— Надежная защита — насколько это возможно: и вы, и конвоир, и оконная решетка. Однако жизнь этой женщины нельзя было защитить.
Мы продолжили обсуждать сон, и в какой-то момент Кэрол почувствовала, что смысловой центр сновидения, ключевое послание — то, что никто не сможет предотвратить ее смерть, так же, как смерть той женщины. Она поняла, что в этом сне она играла две роли: саму себя и женщину-заключенную. Дублирование личности в снах — не редкость; основатель гештальт-терапии Фриц Перлз считал, что во сне любой человек, любой физический объект является репрезентацией некоторых сторон сновидца.
Сон Кэрол, как ничто другое, разрушил миф о том, что я при любых обстоятельствах смогу защитить ее. В этом сновидении много интригующих моментов (например, представление Кэрол о самой себе, выраженное дублированием ее личности; представление о жизни с сыном, вызвавшее образ комнаты с зарешеченными окнами). Однако, имея в виду приближающееся окончание терапии, я решил сосредоточиться на наших отношениях, особенно на границах, моего «могущества». Кэрол поняла, что сон содержал в себе следующее послание: даже если она решит не переезжать к сыну, а остаться здесь и поддерживать связь со мной, я все же не смогу защитить ее от смерти.

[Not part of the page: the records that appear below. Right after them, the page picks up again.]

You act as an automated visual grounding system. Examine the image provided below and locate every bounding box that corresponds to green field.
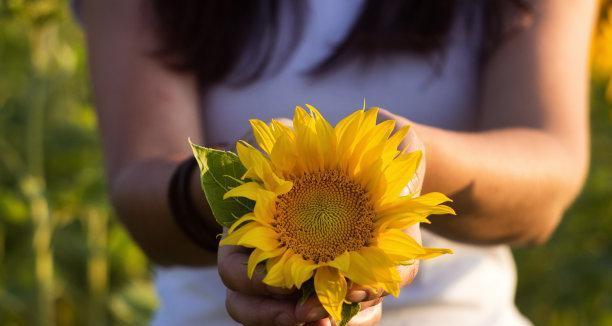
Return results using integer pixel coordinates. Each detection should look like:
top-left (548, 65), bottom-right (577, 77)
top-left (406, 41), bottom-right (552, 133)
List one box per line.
top-left (0, 0), bottom-right (612, 325)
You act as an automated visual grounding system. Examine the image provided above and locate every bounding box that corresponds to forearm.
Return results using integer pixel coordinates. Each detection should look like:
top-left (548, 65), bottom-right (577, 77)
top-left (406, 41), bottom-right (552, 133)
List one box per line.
top-left (415, 125), bottom-right (588, 244)
top-left (110, 160), bottom-right (216, 265)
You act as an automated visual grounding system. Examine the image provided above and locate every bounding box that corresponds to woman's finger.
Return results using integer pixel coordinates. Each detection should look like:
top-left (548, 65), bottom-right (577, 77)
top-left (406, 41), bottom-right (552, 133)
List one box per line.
top-left (225, 289), bottom-right (303, 326)
top-left (217, 246), bottom-right (295, 296)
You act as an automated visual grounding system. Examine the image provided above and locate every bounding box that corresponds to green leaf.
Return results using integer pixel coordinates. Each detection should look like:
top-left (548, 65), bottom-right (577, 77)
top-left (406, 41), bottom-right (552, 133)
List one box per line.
top-left (298, 277), bottom-right (314, 305)
top-left (189, 140), bottom-right (255, 227)
top-left (338, 302), bottom-right (361, 326)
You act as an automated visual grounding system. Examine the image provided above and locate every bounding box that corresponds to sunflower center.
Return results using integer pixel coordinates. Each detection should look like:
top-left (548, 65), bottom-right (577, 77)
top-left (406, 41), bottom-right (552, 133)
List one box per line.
top-left (275, 170), bottom-right (374, 263)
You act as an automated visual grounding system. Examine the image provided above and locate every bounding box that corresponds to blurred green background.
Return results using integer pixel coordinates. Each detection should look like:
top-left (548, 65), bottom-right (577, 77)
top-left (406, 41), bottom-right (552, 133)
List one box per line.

На трех последних сеансах мы работали с тематикой, возникшей из этого открытия. Это не только помогло сделать окончание нашей терапии менее болезненным для Кэрол, но и послужило пробуждающим переживанием. Яснее, чем когда-либо, Кэрол поняла, что существуют границы того, что она может получить от других людей. Хотя человеческие отношения смягчают боль, они все же не способны «отменить» условий человеческого существования, которые эту боль причиняют. Сделанное открытие придало Кэрол силу, которая пребудет с ней, в каком бы штате она ни жила.
История Фила: скажите мне, что жизнь — не просто кусок дерьма
И наконец, последний пример сновидения, освещающего некоторые аспекты взаимоотношений психотерапевта и пациента.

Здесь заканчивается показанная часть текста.